The intended use of the Meniscal Screw is intended for use in the arthroscopic fixation of longitudinal vertical meniscus lesions (bucket handle lesions) located in the vascularized area of the meniscus (red-red and red-white areas).

The Meniscal Screw is a device fabricated from L-PLA which is intended for meniscal repair. The device consists of a cannulated, threaded member designed to be inserted into the meniscus across the tear. The device is screwed into location with the aid of a sterile, single use driver mechanism constructed of stainless steel. The driver is loaded with the Meniscal Screw and placed through a cannula to access the site requiring repair.

The provided text describes a 510(k) submission for the Innovasive Meniscal Screw, which is a medical device. This document is a premarket notification for a traditional medical device, not an AI/ML medical device. Therefore, the information requested about acceptance criteria, device performance, ground truth, and AI/ML specific studies (MRMC, standalone algorithm) is not applicable to this submission.

The document discusses substantial equivalence to a predicate device (Bionx Arrow) based on material, design, and intended use, supported by bench testing and animal testing.

Here's a breakdown of the relevant information from the provided text, structured as much as possible to address your request, acknowledging the non-AI/ML context:

1. Table of Acceptance Criteria and Reported Device Performance

Since this is a submission for a traditional medical device and not an AI/ML algorithm, there are no "acceptance criteria" in the sense of accuracy, sensitivity, or specificity metrics for an algorithm. Instead, the "acceptance criteria" can be inferred as the performance deemed equivalent to the predicate device to ensure safety and effectiveness.

2. Sample Size Used for the Test Set and Data Provenance

This information is not provided in the 510(k) summary.

• Test Set Sample Size: Not specified for bench or animal testing.
• Data Provenance: Not specified (e.g., country of origin, retrospective/prospective).

3. Number of Experts Used to Establish Ground Truth and Qualifications

This concept is not applicable here as there is no "ground truth" in the context of expert labeling for an AI algorithm. The studies involve device performance (mechanical and biological), not interpretation of data by experts.

4. Adjudication Method for the Test Set

Not applicable. This is not a study requiring adjudication of interpretations.

5. If a Multi Reader Multi Case (MRMC) Comparative Effectiveness Study was done

No, an MRMC comparative effectiveness study was not done. This type of study is relevant for AI/ML algorithms that assist human readers.

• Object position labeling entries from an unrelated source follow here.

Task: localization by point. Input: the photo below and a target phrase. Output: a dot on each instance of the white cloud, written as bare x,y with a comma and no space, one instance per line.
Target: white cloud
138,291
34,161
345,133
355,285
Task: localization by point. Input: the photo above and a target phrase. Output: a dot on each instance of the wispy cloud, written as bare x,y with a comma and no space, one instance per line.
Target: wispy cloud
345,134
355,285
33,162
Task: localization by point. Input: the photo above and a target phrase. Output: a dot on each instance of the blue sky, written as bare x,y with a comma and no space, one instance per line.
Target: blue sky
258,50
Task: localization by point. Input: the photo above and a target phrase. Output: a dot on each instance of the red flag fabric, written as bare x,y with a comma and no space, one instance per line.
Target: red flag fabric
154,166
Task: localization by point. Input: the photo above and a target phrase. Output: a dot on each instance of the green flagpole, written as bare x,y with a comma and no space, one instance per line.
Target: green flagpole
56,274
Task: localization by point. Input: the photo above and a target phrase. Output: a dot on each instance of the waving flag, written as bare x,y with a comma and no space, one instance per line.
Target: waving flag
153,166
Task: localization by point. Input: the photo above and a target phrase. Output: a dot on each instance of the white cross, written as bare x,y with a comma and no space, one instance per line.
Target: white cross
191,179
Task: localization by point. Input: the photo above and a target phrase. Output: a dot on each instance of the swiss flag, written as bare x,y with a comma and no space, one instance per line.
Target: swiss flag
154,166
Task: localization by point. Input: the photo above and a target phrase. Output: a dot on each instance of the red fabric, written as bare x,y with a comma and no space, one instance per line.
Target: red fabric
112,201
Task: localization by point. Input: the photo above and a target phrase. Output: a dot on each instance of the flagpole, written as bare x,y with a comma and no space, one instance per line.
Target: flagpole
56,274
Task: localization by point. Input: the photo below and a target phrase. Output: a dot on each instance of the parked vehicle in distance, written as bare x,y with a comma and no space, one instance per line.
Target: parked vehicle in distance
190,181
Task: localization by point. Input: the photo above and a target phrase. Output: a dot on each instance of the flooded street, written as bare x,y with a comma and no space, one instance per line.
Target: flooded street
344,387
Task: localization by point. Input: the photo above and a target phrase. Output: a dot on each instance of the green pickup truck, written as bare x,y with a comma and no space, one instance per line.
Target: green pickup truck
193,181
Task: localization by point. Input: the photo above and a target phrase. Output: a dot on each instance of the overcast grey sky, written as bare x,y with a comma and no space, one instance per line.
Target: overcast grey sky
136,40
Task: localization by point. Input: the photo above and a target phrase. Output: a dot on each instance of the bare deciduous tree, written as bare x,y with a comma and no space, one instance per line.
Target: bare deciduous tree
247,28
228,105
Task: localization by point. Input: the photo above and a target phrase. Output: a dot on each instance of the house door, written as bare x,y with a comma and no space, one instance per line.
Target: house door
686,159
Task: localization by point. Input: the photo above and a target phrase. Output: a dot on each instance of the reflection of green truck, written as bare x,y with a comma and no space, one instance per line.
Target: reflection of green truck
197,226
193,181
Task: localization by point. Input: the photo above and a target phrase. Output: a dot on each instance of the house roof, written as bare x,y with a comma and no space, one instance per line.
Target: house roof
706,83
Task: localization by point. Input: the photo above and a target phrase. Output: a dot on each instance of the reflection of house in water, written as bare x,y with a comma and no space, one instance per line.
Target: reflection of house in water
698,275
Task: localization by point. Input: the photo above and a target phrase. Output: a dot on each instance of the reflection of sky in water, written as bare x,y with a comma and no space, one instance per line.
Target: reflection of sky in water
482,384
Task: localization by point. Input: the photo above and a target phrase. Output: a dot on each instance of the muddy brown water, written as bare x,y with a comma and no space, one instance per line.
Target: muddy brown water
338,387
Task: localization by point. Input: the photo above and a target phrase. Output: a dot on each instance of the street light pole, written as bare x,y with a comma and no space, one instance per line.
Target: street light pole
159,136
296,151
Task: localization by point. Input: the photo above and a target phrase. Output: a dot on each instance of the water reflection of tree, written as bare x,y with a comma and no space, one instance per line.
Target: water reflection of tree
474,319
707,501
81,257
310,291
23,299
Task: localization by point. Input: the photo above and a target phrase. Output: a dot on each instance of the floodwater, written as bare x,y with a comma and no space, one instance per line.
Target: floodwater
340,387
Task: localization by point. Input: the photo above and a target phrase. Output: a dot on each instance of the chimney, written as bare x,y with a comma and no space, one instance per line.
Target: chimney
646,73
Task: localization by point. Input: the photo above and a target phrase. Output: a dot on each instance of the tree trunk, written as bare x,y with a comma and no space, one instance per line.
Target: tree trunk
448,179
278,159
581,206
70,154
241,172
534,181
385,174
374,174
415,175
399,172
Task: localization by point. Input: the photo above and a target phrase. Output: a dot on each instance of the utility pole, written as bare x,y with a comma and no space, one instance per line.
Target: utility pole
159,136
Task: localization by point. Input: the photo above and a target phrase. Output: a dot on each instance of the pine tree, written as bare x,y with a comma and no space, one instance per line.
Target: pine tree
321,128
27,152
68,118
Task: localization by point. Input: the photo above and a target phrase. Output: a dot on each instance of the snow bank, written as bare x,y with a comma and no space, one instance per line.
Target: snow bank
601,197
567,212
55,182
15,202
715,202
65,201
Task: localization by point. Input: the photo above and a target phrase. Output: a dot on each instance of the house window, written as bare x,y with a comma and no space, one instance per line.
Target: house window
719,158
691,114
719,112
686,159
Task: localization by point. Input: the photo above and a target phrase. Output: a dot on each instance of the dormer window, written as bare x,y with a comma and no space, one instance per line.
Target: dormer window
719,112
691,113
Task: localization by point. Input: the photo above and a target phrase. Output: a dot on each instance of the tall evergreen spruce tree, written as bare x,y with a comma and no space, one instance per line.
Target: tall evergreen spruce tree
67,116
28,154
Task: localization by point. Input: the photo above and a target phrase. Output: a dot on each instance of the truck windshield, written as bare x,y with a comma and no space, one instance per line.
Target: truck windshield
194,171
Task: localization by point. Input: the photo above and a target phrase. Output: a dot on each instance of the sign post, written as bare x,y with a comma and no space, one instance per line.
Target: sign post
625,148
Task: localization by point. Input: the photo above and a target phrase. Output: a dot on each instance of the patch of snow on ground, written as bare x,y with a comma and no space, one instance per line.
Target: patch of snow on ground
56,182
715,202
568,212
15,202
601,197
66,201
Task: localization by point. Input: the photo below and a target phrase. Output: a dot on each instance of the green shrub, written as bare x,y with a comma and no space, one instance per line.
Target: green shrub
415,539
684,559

6. If a Standalone (i.e. algorithm only without human-in-the-loop performance) was done

No, a standalone algorithm performance study was not done. This is not an AI/ML device.

7. The Type of Ground Truth Used

The "ground truth" in this context refers to the validated measurements and observations from the bench and animal studies to determine the physical and biological performance of the device.

• Bench Testing: Mechanical properties (fatigue strength, constant load performance, weight loss, intrinsic viscosity) measured against established scientific standards and comparison to the predicate device.
• Animal Testing: In vivo observations of efficacy and proper functioning to meet intended use, likely through histological analysis, gross observations, and potentially biomechanical assessments in an animal model.

8. The Sample Size for the Training Set

Not applicable. There is no training set as this is not an AI/ML device.

9. How the Ground Truth for the Training Set was Established

Not applicable. There is no training set.